What are you reading?

A weekly look over the shoulders of our scholar-reviewers

June 3, 2010

William Poole is John Galsworthy Fellow and tutor in English, New College, Oxford, He is reading G.J. Toomer's "landmark" John Selden: A Life in Scholarship (Oxford University Press, 2009). "The most learned of English scholars, Selden has been an object of awe and wonder for more than three and a half centuries, but has proved simply too learned, too inaccessible or too obscure for even experts to form any sense of his total achievement. Thanks to this remarkable and possibly unrepeatable commentary, now we can."

Ken Smith, senior lecturer in criminology, Bucks New University, is reading Kai T. Erikson's Wayward Puritans (Wiley, 1966). "A minor sociological classic, Erikson's book is widely supposed to test Emile Durkheim's thesis that all stable societies require crime to function properly.
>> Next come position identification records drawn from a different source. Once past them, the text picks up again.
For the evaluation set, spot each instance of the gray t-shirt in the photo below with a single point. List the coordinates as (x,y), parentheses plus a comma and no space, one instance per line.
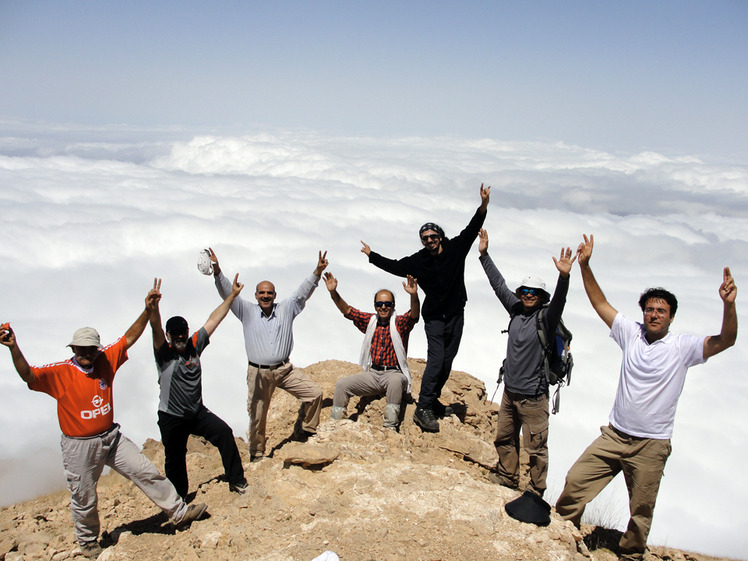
(523,368)
(180,376)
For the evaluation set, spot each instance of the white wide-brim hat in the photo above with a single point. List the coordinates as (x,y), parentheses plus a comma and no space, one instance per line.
(533,282)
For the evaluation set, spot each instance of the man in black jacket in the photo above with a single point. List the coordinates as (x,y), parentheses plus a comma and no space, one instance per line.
(440,270)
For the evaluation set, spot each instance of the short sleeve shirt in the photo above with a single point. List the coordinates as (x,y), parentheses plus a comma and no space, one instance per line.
(84,400)
(651,378)
(180,376)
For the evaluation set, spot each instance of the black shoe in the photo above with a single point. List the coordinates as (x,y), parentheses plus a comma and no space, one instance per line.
(441,410)
(239,487)
(91,550)
(494,477)
(425,419)
(194,512)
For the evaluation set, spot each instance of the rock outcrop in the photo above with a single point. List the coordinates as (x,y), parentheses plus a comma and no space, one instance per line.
(355,488)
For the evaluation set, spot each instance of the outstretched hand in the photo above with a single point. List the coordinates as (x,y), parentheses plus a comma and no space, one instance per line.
(565,261)
(483,241)
(214,260)
(411,286)
(322,263)
(584,251)
(331,282)
(237,287)
(7,337)
(485,196)
(154,295)
(727,290)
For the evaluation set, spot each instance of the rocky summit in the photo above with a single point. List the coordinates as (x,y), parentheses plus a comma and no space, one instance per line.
(355,488)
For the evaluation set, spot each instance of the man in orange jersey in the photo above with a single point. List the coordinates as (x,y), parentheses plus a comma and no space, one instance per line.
(82,386)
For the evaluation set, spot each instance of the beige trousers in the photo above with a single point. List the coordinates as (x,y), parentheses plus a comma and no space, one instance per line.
(642,461)
(530,414)
(262,383)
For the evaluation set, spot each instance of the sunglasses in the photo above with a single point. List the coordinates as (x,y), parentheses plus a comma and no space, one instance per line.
(430,237)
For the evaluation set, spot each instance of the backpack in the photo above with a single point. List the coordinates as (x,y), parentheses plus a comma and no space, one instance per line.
(557,359)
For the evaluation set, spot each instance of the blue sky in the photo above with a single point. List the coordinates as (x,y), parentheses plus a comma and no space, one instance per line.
(665,76)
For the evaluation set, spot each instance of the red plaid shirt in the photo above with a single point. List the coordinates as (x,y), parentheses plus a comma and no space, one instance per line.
(382,350)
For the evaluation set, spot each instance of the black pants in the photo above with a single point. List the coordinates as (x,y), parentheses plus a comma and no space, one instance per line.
(174,434)
(443,337)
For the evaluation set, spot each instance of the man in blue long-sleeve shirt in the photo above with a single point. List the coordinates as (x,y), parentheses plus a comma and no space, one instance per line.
(268,339)
(440,270)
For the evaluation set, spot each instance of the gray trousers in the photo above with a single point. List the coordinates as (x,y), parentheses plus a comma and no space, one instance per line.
(391,383)
(84,460)
(530,414)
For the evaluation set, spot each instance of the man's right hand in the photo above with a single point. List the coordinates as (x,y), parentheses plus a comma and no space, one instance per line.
(584,251)
(7,337)
(331,282)
(214,260)
(154,295)
(483,241)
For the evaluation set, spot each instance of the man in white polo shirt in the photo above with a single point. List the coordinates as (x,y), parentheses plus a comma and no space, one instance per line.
(653,372)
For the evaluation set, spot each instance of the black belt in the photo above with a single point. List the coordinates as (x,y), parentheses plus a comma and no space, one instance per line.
(269,366)
(381,368)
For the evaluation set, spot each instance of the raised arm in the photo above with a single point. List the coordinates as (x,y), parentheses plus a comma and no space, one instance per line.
(137,328)
(322,264)
(411,287)
(717,343)
(159,337)
(214,260)
(332,285)
(595,294)
(223,309)
(485,196)
(8,338)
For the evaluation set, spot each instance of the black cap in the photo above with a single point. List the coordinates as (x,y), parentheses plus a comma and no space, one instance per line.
(177,324)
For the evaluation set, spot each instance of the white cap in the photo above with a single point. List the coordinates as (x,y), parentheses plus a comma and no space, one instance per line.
(86,337)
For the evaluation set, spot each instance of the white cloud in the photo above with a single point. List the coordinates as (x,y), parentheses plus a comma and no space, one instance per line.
(90,218)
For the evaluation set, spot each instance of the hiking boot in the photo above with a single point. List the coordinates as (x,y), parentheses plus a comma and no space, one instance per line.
(441,410)
(240,487)
(494,477)
(91,550)
(425,419)
(194,512)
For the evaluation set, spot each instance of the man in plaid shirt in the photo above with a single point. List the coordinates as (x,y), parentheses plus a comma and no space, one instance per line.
(383,353)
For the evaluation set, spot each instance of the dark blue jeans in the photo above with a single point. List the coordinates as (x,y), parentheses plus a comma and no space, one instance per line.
(443,338)
(174,434)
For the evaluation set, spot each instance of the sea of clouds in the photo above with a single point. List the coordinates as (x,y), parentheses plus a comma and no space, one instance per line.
(91,216)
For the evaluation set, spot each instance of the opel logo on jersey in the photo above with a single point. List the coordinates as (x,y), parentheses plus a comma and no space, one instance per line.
(100,408)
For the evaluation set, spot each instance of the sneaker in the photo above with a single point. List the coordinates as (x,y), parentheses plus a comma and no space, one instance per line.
(425,419)
(239,487)
(441,410)
(92,550)
(194,512)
In fact it does not do this, but is still required reading for anyone studying the sociology of religion or Max Weber's thesis on the Protestant ethic."
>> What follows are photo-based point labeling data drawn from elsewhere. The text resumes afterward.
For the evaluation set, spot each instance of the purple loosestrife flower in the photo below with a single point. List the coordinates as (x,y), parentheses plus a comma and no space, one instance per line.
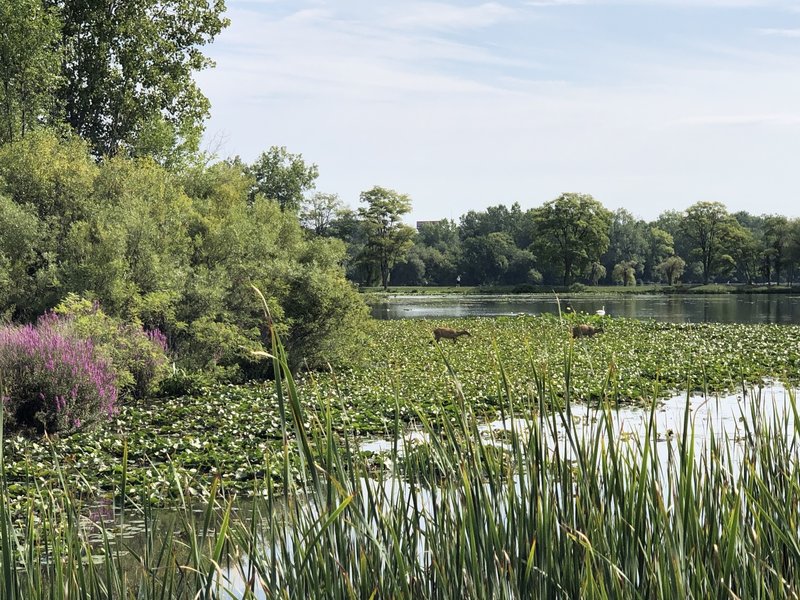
(55,380)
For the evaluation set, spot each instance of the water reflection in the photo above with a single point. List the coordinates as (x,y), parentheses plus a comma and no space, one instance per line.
(696,308)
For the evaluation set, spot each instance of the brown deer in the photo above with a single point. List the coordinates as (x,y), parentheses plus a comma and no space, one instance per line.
(585,330)
(449,333)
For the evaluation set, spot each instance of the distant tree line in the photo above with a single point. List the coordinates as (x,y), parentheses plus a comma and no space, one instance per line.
(105,199)
(573,239)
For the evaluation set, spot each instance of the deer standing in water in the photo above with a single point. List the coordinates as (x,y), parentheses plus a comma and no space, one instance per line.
(449,333)
(585,330)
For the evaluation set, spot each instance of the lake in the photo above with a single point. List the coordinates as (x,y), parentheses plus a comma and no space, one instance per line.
(694,308)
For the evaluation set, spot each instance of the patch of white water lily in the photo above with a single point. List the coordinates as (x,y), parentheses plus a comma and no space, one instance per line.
(723,418)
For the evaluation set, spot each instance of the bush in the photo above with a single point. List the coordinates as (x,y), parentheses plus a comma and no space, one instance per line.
(138,357)
(53,381)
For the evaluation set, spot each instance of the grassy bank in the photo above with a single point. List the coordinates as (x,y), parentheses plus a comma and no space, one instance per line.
(597,516)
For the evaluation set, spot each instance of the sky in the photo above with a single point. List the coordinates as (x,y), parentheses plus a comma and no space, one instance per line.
(647,105)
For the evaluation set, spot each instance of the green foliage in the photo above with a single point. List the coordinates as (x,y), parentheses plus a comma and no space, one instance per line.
(387,238)
(54,380)
(624,273)
(129,72)
(137,357)
(572,232)
(671,269)
(710,231)
(30,60)
(284,178)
Peter J. Smith, reader in Renaissance literature, Nottingham Trent University, has just finished Adam Foulds' The Quickening Maze (Jonathan Cape, 2009). "Foulds' fictional biography of John Clare is set in a world of rural dispossession. Poised between Hardy's pastoral melancholy and Larkin's exquisite knowingness, it is a novel about the claustrophobia of Victorian conventionality and the visionary freedoms of 'insanity'. Plaintive and delicate, Foulds' prose style teeters on the edge of lyricism."

Tim Unwin, Ashley Watkins professor of French, University of Bristol, has been reading Anthony Sattin's A Winter on the Nile: Florence Nightingale, Gustave Flaubert and the Temptations of Egypt (Hutchinson, 2010). "In the final months of 1849, Florence Nightingale and Gustave Flaubert both travel to Egypt. In the course of parallel but separate journeys, each wrestles with their demons at a crucial moment in their destiny. Subverting the model of 'famous meetings that never took place', Sattin offers a probing assessment of two very different figures whose preoccupations are unexpectedly similar."
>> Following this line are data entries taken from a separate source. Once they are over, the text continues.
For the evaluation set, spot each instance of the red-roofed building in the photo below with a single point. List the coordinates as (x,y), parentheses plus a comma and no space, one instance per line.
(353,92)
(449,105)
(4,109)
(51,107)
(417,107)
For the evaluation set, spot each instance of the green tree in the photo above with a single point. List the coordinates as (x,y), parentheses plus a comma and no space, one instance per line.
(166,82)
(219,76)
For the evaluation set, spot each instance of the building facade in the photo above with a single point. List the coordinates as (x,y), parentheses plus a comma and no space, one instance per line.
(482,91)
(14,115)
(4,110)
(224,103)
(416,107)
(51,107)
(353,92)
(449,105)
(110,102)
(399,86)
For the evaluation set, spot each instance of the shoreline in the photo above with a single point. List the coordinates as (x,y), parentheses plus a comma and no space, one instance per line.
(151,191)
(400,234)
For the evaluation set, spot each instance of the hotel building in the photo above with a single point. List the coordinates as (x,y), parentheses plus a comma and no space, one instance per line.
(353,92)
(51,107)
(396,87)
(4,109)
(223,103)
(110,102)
Ulrike Zitzlsperger is senior lecturer in German studies, University of Exeter. She is reading Guy Walters' Berlin Games: How Hitler Stole the Olympic Dream (John Murray, 2006). "Walters traces the history of the 1936 games and their use as propaganda, but also the no-less-fascinating international implications. His book reminds the reader in a compelling way that Olympic Games are potentially always more than just a sporting event. In the light of his study, Philip Kerr's crime novel If the Dead Rise Not (Quercus, 2009), which deals with the lead-up to the event, is an entertaining variation on the same theme."